At the end of the course student will be able to...
  • Solve for the competitive equilibrium of an economy and for the optimal allocation under various assumption of asymmetric information between agents.
  • FOR EXAMPLE:
  • Aproach in a formal way the problem of global warming
  • Understand the role of down payment and imperfect coverage in insurance markets.  
  • Understand the functioning of financial markets and interpret what happening during the financial crisis using formal microeconomic models. 
  • Interpret and evaluate the current discussion on labor and capital income taxation through the lents of formal models.
  • Interact in a constructive way and think formally. 

Teaching methods

  • Face-to-face lectures
  • Exercises (exercises, database, software etc.)
  • Case studies /Incidents (traditional, online)
  • Individual assignments
  • Group assignments

DETAILS

During the course, the students are able to test their knowledge and understanding of the material by mean of a series of problem sets which are solved in class.
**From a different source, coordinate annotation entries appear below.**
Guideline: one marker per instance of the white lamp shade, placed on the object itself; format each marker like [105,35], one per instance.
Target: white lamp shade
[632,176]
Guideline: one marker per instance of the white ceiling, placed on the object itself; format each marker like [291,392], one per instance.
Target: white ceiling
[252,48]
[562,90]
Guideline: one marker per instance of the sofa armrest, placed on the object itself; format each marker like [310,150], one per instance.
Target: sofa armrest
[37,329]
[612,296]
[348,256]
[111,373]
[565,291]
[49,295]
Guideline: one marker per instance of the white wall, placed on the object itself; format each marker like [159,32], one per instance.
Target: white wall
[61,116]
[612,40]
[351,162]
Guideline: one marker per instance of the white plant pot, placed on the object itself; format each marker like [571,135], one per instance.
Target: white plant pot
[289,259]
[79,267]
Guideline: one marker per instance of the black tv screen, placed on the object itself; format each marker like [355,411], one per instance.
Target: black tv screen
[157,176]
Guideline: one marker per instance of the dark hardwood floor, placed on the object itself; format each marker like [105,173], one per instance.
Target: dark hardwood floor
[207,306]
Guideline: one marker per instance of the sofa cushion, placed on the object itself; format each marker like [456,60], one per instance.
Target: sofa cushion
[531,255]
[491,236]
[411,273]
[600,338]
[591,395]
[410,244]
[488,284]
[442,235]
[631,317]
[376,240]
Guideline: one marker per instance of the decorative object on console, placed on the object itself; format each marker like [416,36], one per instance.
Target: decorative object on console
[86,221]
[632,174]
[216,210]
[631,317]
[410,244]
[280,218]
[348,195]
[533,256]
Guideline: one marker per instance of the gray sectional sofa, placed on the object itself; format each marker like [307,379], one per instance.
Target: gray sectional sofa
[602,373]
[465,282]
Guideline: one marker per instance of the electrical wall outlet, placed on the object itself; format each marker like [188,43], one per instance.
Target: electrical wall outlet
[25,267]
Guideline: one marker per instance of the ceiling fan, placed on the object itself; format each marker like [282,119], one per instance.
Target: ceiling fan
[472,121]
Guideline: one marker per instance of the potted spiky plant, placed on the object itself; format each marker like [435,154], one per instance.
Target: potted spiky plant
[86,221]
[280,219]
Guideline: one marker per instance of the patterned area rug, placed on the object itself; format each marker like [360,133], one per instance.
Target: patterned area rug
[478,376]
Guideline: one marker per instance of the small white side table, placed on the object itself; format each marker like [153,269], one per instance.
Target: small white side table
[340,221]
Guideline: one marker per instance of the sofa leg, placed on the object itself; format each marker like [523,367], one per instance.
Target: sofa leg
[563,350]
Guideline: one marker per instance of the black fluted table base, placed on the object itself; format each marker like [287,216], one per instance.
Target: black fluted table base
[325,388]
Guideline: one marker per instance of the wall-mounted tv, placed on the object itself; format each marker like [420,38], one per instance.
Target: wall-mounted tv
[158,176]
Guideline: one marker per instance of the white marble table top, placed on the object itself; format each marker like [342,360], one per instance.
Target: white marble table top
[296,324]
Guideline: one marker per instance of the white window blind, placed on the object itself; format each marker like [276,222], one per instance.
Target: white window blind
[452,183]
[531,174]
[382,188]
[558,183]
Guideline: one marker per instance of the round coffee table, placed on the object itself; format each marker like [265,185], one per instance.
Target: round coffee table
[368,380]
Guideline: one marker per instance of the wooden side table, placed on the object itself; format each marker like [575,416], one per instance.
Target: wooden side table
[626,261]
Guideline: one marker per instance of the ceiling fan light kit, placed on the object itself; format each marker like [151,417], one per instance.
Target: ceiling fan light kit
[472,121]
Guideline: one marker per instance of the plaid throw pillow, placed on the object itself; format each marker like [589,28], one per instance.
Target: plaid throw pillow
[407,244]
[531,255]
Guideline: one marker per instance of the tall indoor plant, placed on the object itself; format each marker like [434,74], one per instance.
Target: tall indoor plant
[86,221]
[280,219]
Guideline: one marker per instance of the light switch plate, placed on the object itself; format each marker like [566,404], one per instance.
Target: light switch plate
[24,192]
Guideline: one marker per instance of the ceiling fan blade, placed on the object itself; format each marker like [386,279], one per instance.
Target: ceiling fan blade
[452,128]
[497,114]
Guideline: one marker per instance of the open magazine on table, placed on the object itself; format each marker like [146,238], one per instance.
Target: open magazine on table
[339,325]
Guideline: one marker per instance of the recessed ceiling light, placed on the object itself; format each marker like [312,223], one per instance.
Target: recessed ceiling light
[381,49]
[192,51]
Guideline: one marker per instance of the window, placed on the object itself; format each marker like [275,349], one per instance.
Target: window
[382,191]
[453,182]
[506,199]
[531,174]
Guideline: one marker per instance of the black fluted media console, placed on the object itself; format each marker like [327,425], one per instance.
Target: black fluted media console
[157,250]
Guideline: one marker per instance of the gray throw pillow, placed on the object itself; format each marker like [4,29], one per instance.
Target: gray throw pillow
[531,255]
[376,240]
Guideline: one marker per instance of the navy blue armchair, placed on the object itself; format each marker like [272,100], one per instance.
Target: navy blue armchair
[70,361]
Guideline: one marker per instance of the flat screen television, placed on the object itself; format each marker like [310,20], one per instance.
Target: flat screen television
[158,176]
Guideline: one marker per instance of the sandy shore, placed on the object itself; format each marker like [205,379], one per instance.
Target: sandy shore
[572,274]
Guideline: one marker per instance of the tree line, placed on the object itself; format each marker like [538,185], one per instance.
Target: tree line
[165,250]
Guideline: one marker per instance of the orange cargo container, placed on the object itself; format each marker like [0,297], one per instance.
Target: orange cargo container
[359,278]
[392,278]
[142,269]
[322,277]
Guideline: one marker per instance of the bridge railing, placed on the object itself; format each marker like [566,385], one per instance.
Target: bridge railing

In order to facilitate the teaching assistant in the evaluation of the problem sets, we encourage them to be written using a scientific editor (such as, for example, TeX, LaTeX, Lyx, ScientificWorkplace, Scientifc Word, or World with equation editor) and printed or handed in pdf format. The students will have the oportunity to study a concrete (real world) economic problem by formalizing the most useful setup and possibly indicating the appropriate data.


Assessment methods

  Continuous assessment Partial exams General exam
  • Written individual exam (traditional/online)
    x
  • Individual assignment (report, exercise, presentation, project work etc.)
x   x
  • Group assignment (report, exercise, presentation, project work etc.)
x    

ATTENDING AND NOT ATTENDING STUDENTS

The form of the general exam is exclusively written. Problem sets and take home group assignments contribute to the final grade.


Teaching materials


ATTENDING AND NOT ATTENDING STUDENTS

  • Examination is based on topics and exercises presented during the course.
  • Slides and other teaching material are distributed during the course.
  • The teacher provides lecture notes and detailed indications on charpter and sections from the following textbooks: 
  • P. BOLTON, M. DEWATRIPONT, Contract Theory, MIT press.
  • T. BORGERS, An Introduction to the Theory of Mechanism Design, Oxford University Press.  
  • J.H. COCHRANE, Asset Pricing, Princeton University press.
  • J.J. LAFFONT, D. MARTIMORT, The Theory of Incentives, Princeton University press.
  • I. MACHO-STADLER, J.D. PEREZ-CASTILLO, An Introduction to the Economics of Information: Incentives and Contracts, Oxford University press.
  • A. MAS-COLELL, M. WHINSTON, J.R. GREEN, Microeconomic Theory, Oxford University press.
  • B. SALANIE, The Economics of Contracts, MIT press.
  • J. Y. CAMPBELL, Financial Decisions and Markets. A Course in Asset Pricing, Princeton University Press.